Di negeri yang mengaku demokratis ini, suara rakyat seharusnya menjadi sumber legitimasi tertinggi. Namun, fakta di lapangan menunjukkan hal sebaliknya: rakyat justru diperlakukan bak musuh oleh aparat yang semestinya melindungi mereka. Brutalisme polisi dari pemukulan, penangkapan sewenang-wenang, hingga jatuhnya korban jiwa bukan lagi sekadar kasus insidental, melainkan sebuah pola represif yang terus berulang.

Fenomena ini menimbulkan pertanyaan mendasar: untuk siapa sebenarnya polisi bekerja? Apakah untuk rakyat yang membiayainya melalui pajak, atau untuk kekuasaan yang berlindung di balik tameng represif?

Aparat dan Konstitusi yang Dikhianati

Polisi seharusnya tunduk pada konstitusi dan undang-undang. Pasal 30 ayat (4) UUD 1945 menegaskan bahwa Polri adalah alat negara yang bertugas menjaga keamanan dan ketertiban masyarakat, melindungi, mengayomi, dan melayani rakyat, serta menegakkan hukum. Demikian pula, UU No. 2 Tahun 2002 tentang Kepolisian menekankan penghormatan terhadap hak asasi manusia.

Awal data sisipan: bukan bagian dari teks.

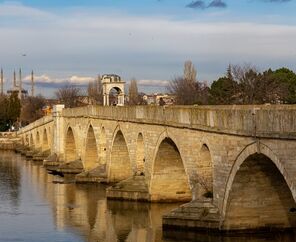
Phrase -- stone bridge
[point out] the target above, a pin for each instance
(234, 165)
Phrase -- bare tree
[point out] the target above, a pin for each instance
(95, 91)
(256, 88)
(133, 92)
(187, 89)
(32, 108)
(68, 95)
(189, 71)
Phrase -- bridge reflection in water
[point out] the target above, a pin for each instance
(37, 206)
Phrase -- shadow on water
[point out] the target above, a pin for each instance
(84, 212)
(10, 179)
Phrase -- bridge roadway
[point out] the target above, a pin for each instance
(234, 165)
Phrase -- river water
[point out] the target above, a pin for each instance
(36, 206)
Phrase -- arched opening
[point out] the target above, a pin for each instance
(169, 180)
(120, 166)
(37, 140)
(70, 146)
(259, 197)
(204, 186)
(114, 96)
(91, 153)
(45, 143)
(140, 155)
(27, 140)
(103, 147)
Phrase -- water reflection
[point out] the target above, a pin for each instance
(10, 180)
(82, 213)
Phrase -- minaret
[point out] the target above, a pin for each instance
(1, 81)
(32, 83)
(20, 85)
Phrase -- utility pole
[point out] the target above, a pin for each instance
(1, 81)
(32, 83)
(14, 79)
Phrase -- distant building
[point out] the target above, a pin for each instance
(113, 90)
(153, 99)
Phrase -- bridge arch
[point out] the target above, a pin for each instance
(204, 186)
(103, 147)
(120, 166)
(45, 141)
(140, 155)
(91, 150)
(31, 141)
(37, 144)
(70, 146)
(169, 181)
(258, 192)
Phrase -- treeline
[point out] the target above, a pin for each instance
(239, 85)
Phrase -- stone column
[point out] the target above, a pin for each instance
(58, 130)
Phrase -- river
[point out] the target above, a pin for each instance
(36, 206)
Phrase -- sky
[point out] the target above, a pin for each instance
(74, 41)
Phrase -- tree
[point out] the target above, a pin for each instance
(14, 108)
(245, 85)
(189, 71)
(4, 123)
(95, 91)
(68, 95)
(32, 108)
(223, 91)
(133, 92)
(187, 89)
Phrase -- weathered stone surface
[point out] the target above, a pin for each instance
(72, 167)
(184, 153)
(134, 188)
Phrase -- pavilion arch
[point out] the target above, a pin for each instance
(115, 92)
(91, 159)
(204, 166)
(103, 147)
(169, 181)
(27, 140)
(38, 141)
(140, 155)
(70, 146)
(45, 141)
(258, 192)
(120, 166)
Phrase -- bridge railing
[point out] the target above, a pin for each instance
(42, 121)
(248, 120)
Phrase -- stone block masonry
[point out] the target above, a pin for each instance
(239, 161)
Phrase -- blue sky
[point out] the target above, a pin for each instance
(149, 40)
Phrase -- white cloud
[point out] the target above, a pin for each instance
(46, 79)
(155, 83)
(83, 44)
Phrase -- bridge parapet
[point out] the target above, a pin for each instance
(42, 121)
(276, 121)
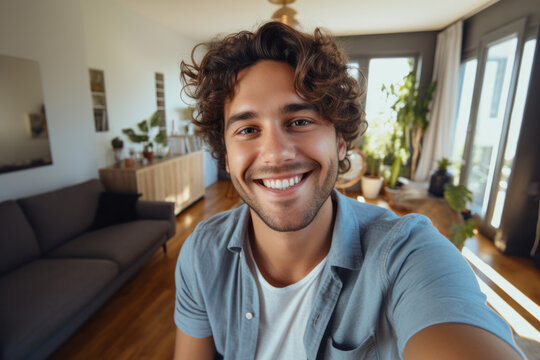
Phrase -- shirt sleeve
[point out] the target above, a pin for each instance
(190, 314)
(431, 283)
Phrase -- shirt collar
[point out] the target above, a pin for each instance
(345, 251)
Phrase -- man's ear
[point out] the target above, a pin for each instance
(342, 147)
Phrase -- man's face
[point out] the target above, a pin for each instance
(282, 156)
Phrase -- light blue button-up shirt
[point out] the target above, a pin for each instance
(386, 278)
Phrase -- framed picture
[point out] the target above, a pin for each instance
(100, 120)
(38, 126)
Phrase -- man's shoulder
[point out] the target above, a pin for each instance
(216, 232)
(380, 229)
(369, 217)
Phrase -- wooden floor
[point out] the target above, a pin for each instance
(137, 322)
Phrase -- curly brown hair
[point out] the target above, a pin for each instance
(320, 77)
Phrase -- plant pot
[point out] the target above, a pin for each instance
(389, 194)
(118, 156)
(438, 179)
(148, 155)
(128, 162)
(371, 186)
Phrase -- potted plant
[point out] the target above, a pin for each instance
(376, 146)
(440, 177)
(411, 107)
(118, 146)
(147, 128)
(457, 197)
(372, 181)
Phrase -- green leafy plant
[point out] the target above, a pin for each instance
(377, 143)
(146, 127)
(457, 197)
(411, 107)
(117, 143)
(461, 232)
(443, 164)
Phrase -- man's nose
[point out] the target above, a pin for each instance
(277, 147)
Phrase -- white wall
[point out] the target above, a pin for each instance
(129, 49)
(67, 37)
(51, 32)
(20, 95)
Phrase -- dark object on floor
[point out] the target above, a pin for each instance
(437, 181)
(56, 271)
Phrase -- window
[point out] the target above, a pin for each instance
(489, 121)
(463, 112)
(160, 98)
(384, 71)
(489, 112)
(515, 127)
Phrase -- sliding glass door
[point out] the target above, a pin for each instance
(496, 106)
(489, 121)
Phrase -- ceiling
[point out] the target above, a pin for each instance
(202, 20)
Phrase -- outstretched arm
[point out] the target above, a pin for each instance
(192, 348)
(457, 341)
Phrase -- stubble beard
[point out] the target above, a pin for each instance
(287, 223)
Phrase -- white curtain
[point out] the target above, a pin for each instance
(437, 139)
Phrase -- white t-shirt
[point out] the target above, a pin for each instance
(284, 313)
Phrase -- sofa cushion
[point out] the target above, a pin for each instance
(40, 297)
(115, 208)
(60, 215)
(121, 243)
(18, 243)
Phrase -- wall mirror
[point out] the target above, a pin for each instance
(24, 139)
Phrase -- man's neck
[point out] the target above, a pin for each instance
(285, 258)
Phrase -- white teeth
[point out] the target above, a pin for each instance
(281, 184)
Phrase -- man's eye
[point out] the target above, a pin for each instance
(247, 131)
(300, 122)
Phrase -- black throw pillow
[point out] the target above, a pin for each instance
(115, 208)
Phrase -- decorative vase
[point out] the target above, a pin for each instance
(118, 157)
(128, 162)
(148, 155)
(437, 181)
(371, 186)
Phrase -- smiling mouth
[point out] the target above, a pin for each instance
(282, 183)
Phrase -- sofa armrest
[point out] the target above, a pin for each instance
(158, 210)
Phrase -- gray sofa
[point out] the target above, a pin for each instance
(55, 270)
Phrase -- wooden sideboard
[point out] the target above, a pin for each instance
(178, 179)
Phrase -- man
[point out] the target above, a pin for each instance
(300, 271)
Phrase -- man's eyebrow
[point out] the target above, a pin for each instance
(294, 107)
(287, 109)
(246, 115)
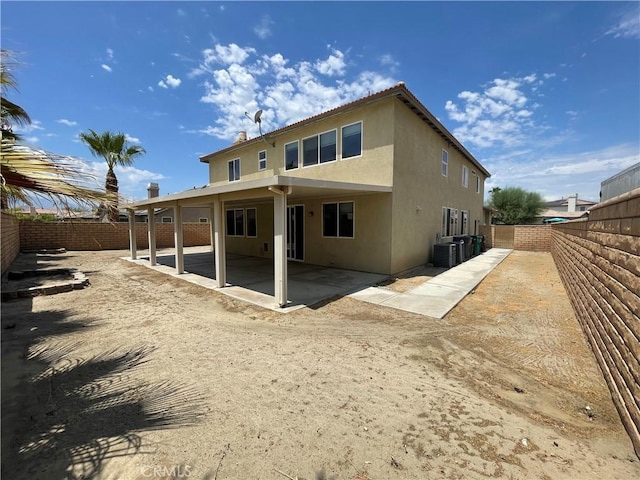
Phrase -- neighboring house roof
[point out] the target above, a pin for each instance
(399, 91)
(550, 213)
(564, 202)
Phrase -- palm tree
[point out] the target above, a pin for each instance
(10, 113)
(116, 150)
(27, 172)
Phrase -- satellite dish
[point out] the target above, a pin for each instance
(257, 118)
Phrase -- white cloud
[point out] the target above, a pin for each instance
(333, 66)
(239, 80)
(628, 25)
(263, 29)
(68, 123)
(170, 81)
(501, 114)
(29, 128)
(560, 175)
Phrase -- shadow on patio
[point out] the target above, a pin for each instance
(251, 278)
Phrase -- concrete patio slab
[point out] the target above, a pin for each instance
(437, 296)
(250, 279)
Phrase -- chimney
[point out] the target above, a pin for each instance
(153, 190)
(242, 137)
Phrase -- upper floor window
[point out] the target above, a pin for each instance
(262, 160)
(291, 155)
(319, 149)
(445, 163)
(234, 170)
(352, 140)
(449, 221)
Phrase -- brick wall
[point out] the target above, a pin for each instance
(10, 240)
(599, 262)
(532, 238)
(104, 236)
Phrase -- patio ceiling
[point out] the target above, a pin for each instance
(259, 189)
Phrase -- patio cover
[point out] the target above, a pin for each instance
(278, 187)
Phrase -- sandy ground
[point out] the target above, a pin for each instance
(143, 376)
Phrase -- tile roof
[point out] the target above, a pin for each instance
(400, 91)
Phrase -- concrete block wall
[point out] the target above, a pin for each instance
(9, 239)
(599, 262)
(532, 238)
(36, 235)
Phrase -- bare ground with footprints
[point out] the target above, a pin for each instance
(144, 376)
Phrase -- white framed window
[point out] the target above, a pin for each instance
(338, 219)
(319, 149)
(235, 222)
(291, 155)
(464, 230)
(449, 221)
(234, 170)
(252, 222)
(445, 163)
(352, 140)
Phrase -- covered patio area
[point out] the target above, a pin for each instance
(264, 281)
(250, 279)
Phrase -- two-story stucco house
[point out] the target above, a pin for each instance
(371, 185)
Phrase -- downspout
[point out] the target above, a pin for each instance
(279, 250)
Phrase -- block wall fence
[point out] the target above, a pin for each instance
(598, 260)
(10, 240)
(599, 263)
(104, 236)
(532, 238)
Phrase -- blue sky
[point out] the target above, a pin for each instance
(545, 94)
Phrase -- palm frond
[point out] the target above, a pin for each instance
(29, 175)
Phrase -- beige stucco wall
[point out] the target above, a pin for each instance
(373, 167)
(394, 232)
(420, 190)
(369, 250)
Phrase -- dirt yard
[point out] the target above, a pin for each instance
(142, 376)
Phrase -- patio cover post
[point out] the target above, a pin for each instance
(132, 234)
(151, 231)
(178, 238)
(279, 245)
(219, 247)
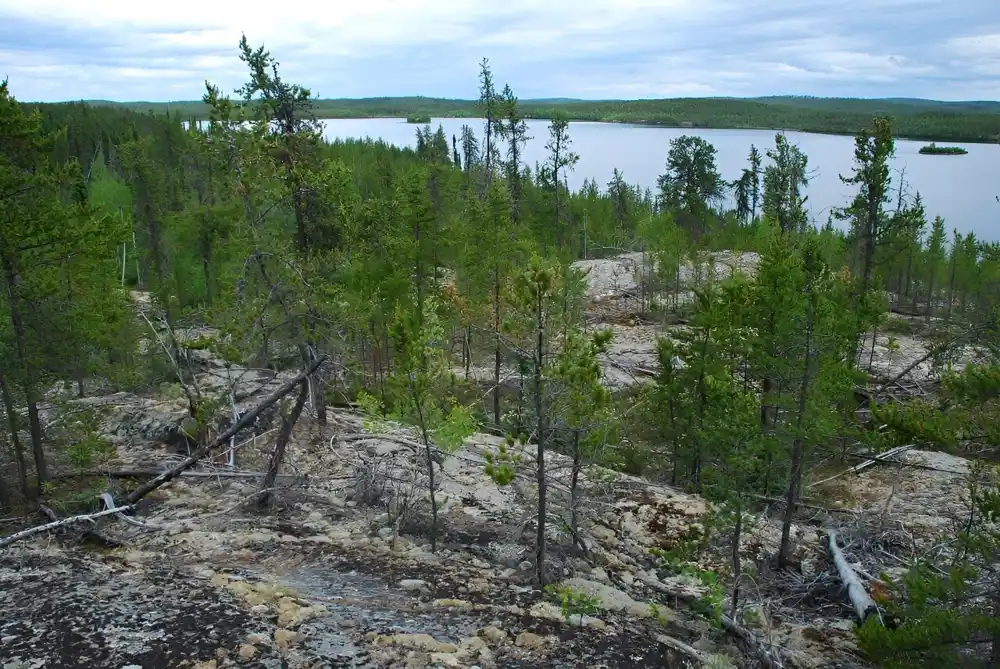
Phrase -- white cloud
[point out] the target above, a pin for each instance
(584, 48)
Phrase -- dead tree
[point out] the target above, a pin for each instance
(287, 424)
(223, 438)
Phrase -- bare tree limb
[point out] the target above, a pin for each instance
(682, 648)
(223, 438)
(86, 518)
(861, 601)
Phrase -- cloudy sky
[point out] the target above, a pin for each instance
(148, 50)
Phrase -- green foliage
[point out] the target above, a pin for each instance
(709, 604)
(933, 149)
(918, 119)
(573, 602)
(501, 464)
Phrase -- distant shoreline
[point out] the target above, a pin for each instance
(926, 120)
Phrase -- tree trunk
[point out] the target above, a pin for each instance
(930, 299)
(496, 360)
(418, 403)
(795, 479)
(28, 382)
(951, 285)
(737, 566)
(278, 456)
(15, 437)
(540, 437)
(574, 492)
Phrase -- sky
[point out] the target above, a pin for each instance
(129, 50)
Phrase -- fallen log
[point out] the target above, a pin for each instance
(881, 457)
(775, 658)
(146, 473)
(65, 522)
(862, 603)
(682, 648)
(223, 438)
(770, 659)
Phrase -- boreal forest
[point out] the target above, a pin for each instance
(252, 377)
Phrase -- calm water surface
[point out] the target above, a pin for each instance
(960, 189)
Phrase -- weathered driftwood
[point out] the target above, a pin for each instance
(806, 505)
(771, 658)
(682, 648)
(146, 473)
(287, 425)
(223, 438)
(65, 522)
(864, 606)
(881, 457)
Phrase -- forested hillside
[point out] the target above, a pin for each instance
(427, 296)
(914, 119)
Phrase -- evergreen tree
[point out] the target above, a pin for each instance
(754, 179)
(691, 181)
(561, 158)
(783, 181)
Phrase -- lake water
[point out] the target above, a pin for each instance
(960, 189)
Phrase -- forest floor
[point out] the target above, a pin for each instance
(329, 579)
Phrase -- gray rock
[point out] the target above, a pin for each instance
(412, 584)
(609, 598)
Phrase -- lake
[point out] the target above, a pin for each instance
(960, 189)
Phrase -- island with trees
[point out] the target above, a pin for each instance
(912, 119)
(245, 370)
(933, 149)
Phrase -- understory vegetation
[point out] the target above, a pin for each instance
(438, 288)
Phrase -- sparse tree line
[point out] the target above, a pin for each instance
(378, 258)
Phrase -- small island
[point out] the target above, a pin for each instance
(933, 149)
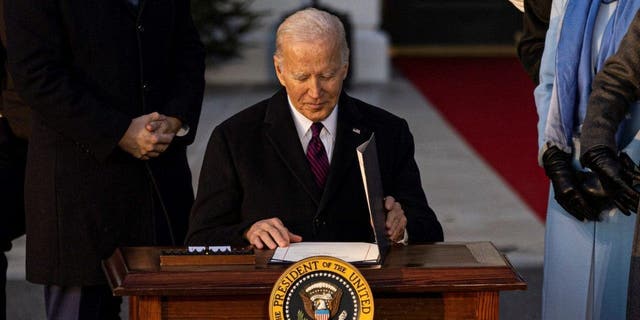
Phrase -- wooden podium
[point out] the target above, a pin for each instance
(435, 281)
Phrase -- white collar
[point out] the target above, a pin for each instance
(303, 124)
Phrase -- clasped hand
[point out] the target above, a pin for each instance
(272, 233)
(579, 193)
(149, 135)
(618, 174)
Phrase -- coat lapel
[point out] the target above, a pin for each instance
(351, 132)
(281, 132)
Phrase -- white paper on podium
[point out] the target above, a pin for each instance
(347, 251)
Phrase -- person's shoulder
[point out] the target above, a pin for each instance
(374, 114)
(250, 116)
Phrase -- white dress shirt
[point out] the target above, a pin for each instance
(327, 135)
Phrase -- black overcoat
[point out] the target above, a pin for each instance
(255, 168)
(87, 68)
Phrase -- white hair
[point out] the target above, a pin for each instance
(311, 24)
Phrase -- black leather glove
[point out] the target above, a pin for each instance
(567, 185)
(617, 174)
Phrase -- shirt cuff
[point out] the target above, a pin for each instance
(405, 239)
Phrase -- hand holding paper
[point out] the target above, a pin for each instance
(396, 221)
(270, 233)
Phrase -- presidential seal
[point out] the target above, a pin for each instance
(321, 288)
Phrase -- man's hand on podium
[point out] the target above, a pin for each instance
(270, 233)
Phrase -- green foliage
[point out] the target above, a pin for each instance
(221, 24)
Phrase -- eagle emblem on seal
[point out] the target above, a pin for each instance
(321, 301)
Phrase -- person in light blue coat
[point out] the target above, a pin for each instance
(588, 239)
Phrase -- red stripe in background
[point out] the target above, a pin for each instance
(489, 101)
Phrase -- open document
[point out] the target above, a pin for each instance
(353, 252)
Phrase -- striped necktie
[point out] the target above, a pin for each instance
(317, 156)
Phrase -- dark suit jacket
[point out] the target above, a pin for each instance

Namun yang terjadi di lapangan justru sebaliknya. Aspirasi rakyat dibungkam dengan gas air mata, pentungan, bahkan peluru. Aksi damai berakhir dengan luka, tangisan, dan kematian. Ini adalah bentuk pengkhianatan terang-terangan terhadap konstitusi dan mandat reformasi.

Kebrutalan polisi bukan sekadar ulah oknum. Ia adalah warisan kultur represif rezim otoriter yang masih melekat kuat dalam tubuh institusi kepolisian. Pola pikir bahwa rakyat adalah ancaman telah membuat polisi lebih sibuk mengamankan kekuasaan daripada mengayomi masyarakat.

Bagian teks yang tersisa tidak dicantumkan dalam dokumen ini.